Coach Rudi Trianto said the students were taught that pencak silat is first and foremost about self-defence.
“We teach our students how to fall so they know how to bounce back in life,” he said. “We don’t teach them to be arrogant or to have a killer instinct.”
The basic energy style featured in hit Indonesian action film “The Raid” and its sequel, which starred pencak silat fighters Yayan Ruhian and Iko Uwais.
– ‘Cultural diplomacy’ –
The version that will feature in the Asian Games is likely to be one of the traditional fighting styles.
“It will pave the way for us to reach our two main goals — competing in the Olympics and for pencak silat to be recognised as part of Indonesia’s national heritage by UNESCO,” said sports ministry spokesman Gatot Dewa Broto.
UNESCO draws up a list of “Intangible Cultural Heritage” around the world that is in need of protection.
Gaining entry into the Asian Games, the biggest multi-sport event in the world after the Olympics, was easy because Indonesia, as hosts, could nominate the sport for inclusion themselves.
Officials concede getting pencak silat into the Olympics will be far tougher.
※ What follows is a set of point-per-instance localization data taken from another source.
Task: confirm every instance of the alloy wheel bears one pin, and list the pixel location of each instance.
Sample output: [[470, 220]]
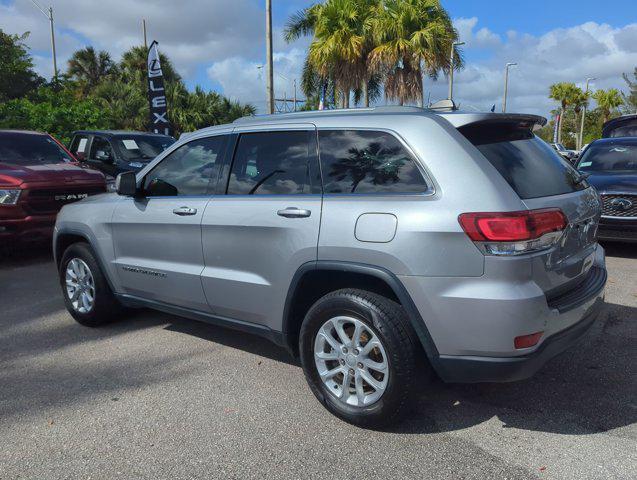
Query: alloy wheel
[[80, 286], [351, 361]]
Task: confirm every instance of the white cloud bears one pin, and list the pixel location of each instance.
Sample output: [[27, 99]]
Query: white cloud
[[225, 38], [192, 32], [565, 54], [245, 80]]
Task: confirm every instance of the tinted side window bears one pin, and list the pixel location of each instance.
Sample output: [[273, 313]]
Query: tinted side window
[[529, 165], [360, 161], [78, 146], [101, 149], [273, 163], [188, 170]]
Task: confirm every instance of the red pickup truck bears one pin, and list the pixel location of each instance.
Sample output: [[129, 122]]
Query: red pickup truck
[[37, 177]]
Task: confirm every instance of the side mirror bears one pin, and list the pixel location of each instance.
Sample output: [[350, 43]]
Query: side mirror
[[126, 184]]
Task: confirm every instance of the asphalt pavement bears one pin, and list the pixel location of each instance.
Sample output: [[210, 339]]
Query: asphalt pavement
[[155, 396]]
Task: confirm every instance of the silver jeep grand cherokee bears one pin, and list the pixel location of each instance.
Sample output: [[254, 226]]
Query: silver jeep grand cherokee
[[380, 245]]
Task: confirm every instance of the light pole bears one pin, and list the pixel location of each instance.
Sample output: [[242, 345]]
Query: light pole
[[259, 67], [49, 15], [451, 62], [506, 84], [268, 54], [581, 128]]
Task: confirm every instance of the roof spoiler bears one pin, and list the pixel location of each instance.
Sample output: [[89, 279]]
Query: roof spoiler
[[523, 120]]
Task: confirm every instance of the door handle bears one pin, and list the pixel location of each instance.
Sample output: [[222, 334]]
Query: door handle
[[293, 212], [184, 211]]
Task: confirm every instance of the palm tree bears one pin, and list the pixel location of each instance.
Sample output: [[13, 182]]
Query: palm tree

To become an Olympic event, a sport must first be recognised by the International Olympic Committee and then a long, costly campaign is necessary before a final decision is taken.
Still, proponents of the sport are upbeat and want pencak silat to be central to a drive to promote Indonesia globally, comparing it to the success of South Korean entertainment exports which have helped familiarise the world with Korean culture.
“It is just like when South Korea was trying to promote K-pop,” said Broto. “We should make pencak silat part of cultural diplomacy.”